Locked in the Closet

This unedited picture taken in the room where I am living represents the confusing absurdity of my current living situation:



Giant floating head? Rat?

So the first night here I was talking to the maternal head of the household in Nepali and she mentioned offhand that there is another American living upstairs in the house - an SIT Study Abroad student. But, she said, SIT doesn't allow two foreigners living in the same house, so I should avoid talking to her. If the student informed SIT then they might yank her from the house and withhold the living stipend.

Thinking she was joking, I said, "Well, my name is Luke, so I can hide." This is a pun in Nepali because the root of the verb 'to hide' is luk, pronounced like my name. She laughed uproariously and then looked at me with a straight face and said "Yes, yes you should."

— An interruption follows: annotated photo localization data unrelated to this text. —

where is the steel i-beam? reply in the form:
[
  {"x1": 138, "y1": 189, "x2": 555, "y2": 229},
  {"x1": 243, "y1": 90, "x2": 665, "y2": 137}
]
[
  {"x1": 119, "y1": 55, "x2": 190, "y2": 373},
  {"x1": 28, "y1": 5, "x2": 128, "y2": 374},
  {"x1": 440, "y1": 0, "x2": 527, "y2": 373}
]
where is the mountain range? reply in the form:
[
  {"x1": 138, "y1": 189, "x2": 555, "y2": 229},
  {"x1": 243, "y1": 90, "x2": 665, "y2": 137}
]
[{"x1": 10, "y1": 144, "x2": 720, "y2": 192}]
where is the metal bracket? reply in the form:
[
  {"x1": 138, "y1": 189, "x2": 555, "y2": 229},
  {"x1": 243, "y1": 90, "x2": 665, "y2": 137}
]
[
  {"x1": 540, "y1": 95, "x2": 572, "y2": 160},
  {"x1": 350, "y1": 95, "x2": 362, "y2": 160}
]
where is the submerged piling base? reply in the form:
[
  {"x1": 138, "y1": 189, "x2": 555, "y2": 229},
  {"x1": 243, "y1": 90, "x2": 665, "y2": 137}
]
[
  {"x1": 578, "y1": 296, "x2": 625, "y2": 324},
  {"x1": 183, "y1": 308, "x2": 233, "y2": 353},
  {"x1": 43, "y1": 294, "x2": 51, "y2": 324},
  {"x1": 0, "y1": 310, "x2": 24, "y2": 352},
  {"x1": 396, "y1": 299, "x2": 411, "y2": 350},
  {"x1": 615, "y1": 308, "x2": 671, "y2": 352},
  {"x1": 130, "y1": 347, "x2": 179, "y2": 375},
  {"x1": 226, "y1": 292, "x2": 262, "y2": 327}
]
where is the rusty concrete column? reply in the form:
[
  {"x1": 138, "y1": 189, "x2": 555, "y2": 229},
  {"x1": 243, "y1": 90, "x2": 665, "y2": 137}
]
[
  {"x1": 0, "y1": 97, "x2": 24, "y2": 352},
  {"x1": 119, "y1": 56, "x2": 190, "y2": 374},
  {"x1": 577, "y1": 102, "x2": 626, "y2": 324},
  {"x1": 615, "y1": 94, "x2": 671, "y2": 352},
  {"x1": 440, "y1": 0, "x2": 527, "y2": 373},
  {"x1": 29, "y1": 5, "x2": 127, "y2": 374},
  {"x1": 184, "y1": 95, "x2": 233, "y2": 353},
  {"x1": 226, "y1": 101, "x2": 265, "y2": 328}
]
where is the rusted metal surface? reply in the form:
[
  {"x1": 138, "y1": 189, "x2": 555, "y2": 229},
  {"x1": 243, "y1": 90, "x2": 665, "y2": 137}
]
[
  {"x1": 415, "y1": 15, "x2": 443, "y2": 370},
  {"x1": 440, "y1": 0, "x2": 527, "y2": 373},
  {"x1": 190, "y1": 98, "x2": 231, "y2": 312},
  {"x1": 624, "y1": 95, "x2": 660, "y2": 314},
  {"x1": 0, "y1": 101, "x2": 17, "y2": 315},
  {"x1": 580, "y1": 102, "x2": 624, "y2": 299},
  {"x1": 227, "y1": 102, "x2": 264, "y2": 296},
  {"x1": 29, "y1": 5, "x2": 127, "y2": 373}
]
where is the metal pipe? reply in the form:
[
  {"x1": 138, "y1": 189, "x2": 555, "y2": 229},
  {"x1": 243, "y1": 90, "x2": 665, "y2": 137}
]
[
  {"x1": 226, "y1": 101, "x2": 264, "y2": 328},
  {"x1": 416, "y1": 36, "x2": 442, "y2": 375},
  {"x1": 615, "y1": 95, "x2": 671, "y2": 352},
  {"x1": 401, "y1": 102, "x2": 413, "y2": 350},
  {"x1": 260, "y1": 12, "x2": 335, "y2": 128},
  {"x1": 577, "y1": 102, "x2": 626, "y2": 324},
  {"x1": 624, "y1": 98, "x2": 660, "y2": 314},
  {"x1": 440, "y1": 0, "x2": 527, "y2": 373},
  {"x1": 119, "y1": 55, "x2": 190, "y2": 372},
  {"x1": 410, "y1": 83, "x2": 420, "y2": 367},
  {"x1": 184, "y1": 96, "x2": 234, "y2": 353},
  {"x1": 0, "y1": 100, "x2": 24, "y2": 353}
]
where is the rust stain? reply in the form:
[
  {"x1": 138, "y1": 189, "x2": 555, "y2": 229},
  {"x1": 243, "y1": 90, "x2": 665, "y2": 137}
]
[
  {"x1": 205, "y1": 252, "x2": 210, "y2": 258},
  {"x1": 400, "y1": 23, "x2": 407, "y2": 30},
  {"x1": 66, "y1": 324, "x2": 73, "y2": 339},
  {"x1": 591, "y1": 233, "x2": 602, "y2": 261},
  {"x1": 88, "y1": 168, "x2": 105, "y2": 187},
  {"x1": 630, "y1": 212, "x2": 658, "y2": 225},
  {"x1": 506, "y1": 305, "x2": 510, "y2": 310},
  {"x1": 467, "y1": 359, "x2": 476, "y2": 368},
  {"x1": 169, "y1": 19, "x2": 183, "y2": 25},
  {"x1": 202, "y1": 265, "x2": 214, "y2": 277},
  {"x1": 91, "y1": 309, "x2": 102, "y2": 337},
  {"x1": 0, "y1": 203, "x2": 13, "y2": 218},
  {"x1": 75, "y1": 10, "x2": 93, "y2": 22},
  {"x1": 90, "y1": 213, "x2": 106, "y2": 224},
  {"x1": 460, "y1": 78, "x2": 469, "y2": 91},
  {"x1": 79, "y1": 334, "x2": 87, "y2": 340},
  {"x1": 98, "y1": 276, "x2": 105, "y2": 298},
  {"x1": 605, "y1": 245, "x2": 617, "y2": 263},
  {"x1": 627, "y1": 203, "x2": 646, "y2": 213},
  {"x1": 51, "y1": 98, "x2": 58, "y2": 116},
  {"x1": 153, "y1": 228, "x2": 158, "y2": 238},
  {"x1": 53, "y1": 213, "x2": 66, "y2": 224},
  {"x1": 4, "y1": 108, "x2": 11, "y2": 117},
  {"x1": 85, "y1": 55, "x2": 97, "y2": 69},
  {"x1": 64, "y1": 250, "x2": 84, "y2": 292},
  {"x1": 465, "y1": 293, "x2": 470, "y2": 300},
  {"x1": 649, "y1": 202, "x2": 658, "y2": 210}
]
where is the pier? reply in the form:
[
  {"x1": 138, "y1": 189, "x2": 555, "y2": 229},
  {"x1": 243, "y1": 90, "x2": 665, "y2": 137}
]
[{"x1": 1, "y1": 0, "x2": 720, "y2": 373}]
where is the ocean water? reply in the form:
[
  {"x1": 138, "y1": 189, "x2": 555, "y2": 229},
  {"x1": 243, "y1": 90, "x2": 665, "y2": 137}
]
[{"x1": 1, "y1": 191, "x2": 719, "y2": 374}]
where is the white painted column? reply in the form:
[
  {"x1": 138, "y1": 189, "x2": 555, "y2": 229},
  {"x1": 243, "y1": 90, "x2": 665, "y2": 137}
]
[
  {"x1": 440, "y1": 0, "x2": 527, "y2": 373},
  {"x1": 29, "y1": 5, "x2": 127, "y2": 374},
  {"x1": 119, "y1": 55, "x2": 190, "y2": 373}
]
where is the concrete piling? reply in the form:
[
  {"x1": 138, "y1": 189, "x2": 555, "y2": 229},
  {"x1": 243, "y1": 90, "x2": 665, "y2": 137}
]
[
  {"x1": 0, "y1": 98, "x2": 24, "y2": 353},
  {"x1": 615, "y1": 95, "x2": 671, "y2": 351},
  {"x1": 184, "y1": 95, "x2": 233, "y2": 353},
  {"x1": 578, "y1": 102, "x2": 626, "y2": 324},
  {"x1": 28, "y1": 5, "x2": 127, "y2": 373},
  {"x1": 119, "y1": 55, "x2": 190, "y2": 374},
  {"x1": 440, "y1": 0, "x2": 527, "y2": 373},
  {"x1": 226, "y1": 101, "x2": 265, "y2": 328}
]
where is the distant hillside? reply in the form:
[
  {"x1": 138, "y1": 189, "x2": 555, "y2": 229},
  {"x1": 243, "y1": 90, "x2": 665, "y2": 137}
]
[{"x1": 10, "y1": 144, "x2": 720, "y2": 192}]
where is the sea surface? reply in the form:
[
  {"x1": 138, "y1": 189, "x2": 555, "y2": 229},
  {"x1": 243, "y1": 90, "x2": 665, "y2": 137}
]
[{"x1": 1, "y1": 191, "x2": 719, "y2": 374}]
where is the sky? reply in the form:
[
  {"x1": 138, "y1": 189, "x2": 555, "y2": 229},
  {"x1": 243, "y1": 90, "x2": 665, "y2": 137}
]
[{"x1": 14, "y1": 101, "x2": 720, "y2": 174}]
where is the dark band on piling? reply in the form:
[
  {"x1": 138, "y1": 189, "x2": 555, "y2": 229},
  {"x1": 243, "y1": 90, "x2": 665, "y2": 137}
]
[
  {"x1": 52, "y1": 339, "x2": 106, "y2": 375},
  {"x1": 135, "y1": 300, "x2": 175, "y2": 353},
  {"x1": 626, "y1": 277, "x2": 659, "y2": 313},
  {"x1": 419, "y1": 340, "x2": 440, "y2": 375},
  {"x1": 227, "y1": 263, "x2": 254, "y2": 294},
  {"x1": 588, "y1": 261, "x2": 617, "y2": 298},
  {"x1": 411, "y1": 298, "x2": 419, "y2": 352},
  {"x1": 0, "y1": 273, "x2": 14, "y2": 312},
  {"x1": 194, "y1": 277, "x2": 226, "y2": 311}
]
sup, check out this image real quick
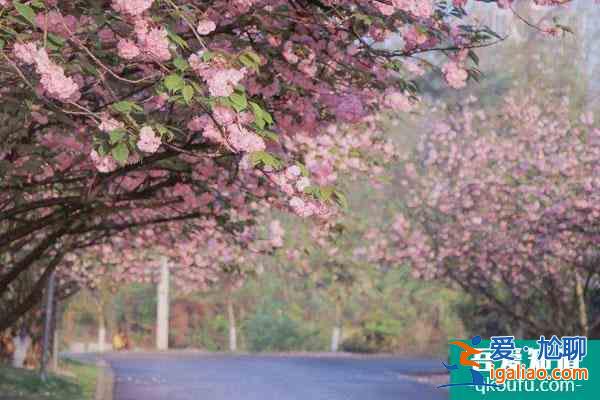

Later I found out that she was completely serious. When the girl arrived they quickly shooed me into my room. Instead of eating upstairs at the dining room table they spread newspaper on the floor of my room and put food on the ground. I pointed out that this was a bit demeaning and insisted that I go upstairs for meals and have free range of the first floor. I also tried to describe the plot of Jane Eyre to the family as sort of a cautionary tale about hiding people in your house. That and I threatened to make ghost noises.

Somehow, I have lived here for over a week and have yet to meet this SIT person. The family has been scrambling around to make sure that we never meet, and I have been putting up with it on the grounds that the situation is hilarious. Also, I'm living in a fancy house and eating really good daalbhaat, pizza made by a man who worked as a London chef, and spice tea imported from Darjeeling. So I can't really complain.

Still, I bet the student will find out eventually. The facade has stood up so far because we have different schedules, and because there are always three or four visiting relatives wandering about the house at any given time and sleeping on the floor. But I hear she has been telling her friends that she has heard a strange American voice somewhere around the house and she doesn't know where it comes from.

As to the weird photo with the glowing face and the rat:

That's a poster of David Beckham next to a rat cage.

They have a pet rat that they keep in a cage in my room, a room filled with posters of Green Day, Slipknot, Avril Lavigne, and David Beckham. The rat can easily escape from its cage and when I come home it is usually rooting through my luggage or scurrying around on the third-floor balcony.

I am only staying here until my teacher training is complete and I move out of the city. But this is definitely one of the weirdest places I've ever lived.

2 comments:

  1. So, what happened? Did she discover you?

    And the rat? Did you mind having it in your room?

    I'm also living with a Nepalese family and fortunately, they don't have pets!!